Is this generated by AI? Also how does power control or history cycles have anything to do with curing macular degeneration?

buryat · on Dec 17, 2024

yeah, I was thinking about something and got carried away, apologies

wizzwizz4 · on Dec 16, 2024

LLM-based AI is not needed, or even useful. We know how to make voice interfaces that work, and work well: have done since the 80s. It's just expensive; and it's an expense that nobody in the industry is willing to pay, therefore nobody needs to do it in order to differentiate their product.

Etheryte · on Dec 16, 2024

What you're missing is that AI solves the expense problem. As the OS vendor you already have an overview and easy access to all interfaces that you expose and it's straightforward to feed that into an integrated AI agent. Add a bit of glue code here and there and a simple implementation is nearly free.

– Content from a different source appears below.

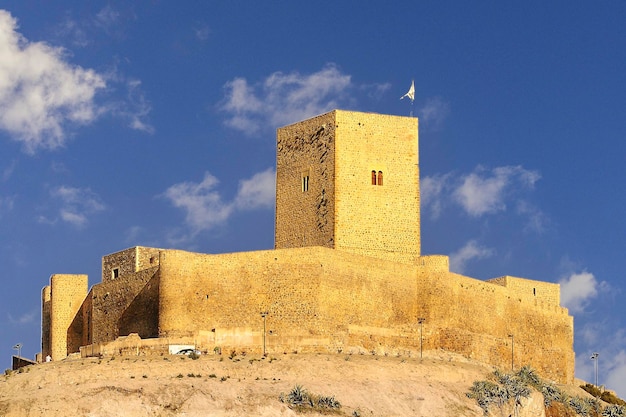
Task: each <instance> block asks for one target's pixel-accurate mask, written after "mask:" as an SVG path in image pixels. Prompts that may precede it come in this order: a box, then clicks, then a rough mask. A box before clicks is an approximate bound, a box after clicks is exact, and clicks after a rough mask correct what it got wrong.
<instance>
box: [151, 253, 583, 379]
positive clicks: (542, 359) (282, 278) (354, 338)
mask: <svg viewBox="0 0 626 417" xmlns="http://www.w3.org/2000/svg"><path fill="white" fill-rule="evenodd" d="M429 258H431V259H427V260H425V263H426V264H429V263H431V262H432V263H433V264H434V265H435V266H437V267H438V268H437V267H436V268H430V267H425V266H418V265H415V266H410V265H405V264H399V263H396V262H390V261H385V260H381V259H376V258H371V257H365V256H358V255H354V254H351V253H347V252H342V251H337V250H331V249H327V248H322V247H313V248H298V249H284V250H275V251H258V252H246V253H235V254H223V255H204V254H195V253H189V252H182V251H163V252H162V254H161V266H160V268H161V271H160V282H159V285H160V287H159V306H160V310H159V329H160V333H159V337H164V338H181V337H187V338H189V337H195V338H196V339H195V340H196V341H197V342H198V343H200V344H204V346H203V347H204V348H205V349H206V350H211V349H213V348H214V347H215V346H217V345H218V344H219V347H221V348H223V349H231V348H247V349H253V350H254V349H256V350H260V349H261V340H262V326H263V318H262V316H261V312H267V313H268V314H267V316H266V318H265V320H266V329H267V334H266V344H267V347H268V350H270V351H273V352H277V351H278V352H283V351H293V350H312V351H316V350H317V351H327V352H340V351H353V350H357V351H358V350H361V351H366V352H372V351H373V352H379V353H398V352H412V353H413V354H417V351H418V349H419V340H420V339H419V329H420V326H419V325H418V322H417V318H418V317H422V318H424V319H425V321H424V323H423V324H422V343H423V348H424V349H425V350H433V349H445V350H449V351H452V352H458V353H461V354H463V355H465V356H467V357H469V358H473V359H475V360H479V361H483V362H486V363H490V364H493V365H495V366H499V367H502V368H505V369H506V368H508V367H509V366H510V364H511V356H512V355H513V356H514V363H516V364H517V366H521V365H526V364H529V365H531V366H533V367H534V368H535V369H538V370H539V372H540V373H541V374H542V375H544V376H545V377H548V378H551V379H554V380H556V381H571V380H572V379H573V372H574V355H573V350H572V347H573V321H572V317H571V316H569V315H568V314H567V310H566V309H564V308H561V307H560V306H559V305H558V303H549V302H542V303H538V302H536V300H531V299H528V298H527V297H519V296H518V294H517V293H516V292H515V290H511V289H508V288H507V287H504V286H502V285H497V284H493V283H489V282H484V281H479V280H475V279H472V278H468V277H464V276H461V275H458V274H454V273H450V272H448V271H446V270H444V269H443V268H441V265H442V263H445V262H443V261H442V258H443V257H429ZM524 281H525V282H526V283H529V284H532V283H533V281H530V280H524ZM535 284H536V285H537V287H540V284H542V283H540V282H535ZM201 335H204V336H201ZM509 335H513V337H514V339H515V346H516V348H515V349H512V346H511V337H510V336H509ZM210 343H216V345H214V346H210ZM230 343H232V345H229V344H230Z"/></svg>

Of course, the real value lies in ironing out all the edge cases, but compared to doing all of that manually, it should still be orders of magnitude cheaper.

wizzwizz4 · on Dec 16, 2024

It's not, because "ironing out all the edge-cases" is orders of magnitude more expensive than just designing a system without edge-cases in the first place. What's cheap is getting away with not bothering: but then you end up with a tech demo, rather than a usable product.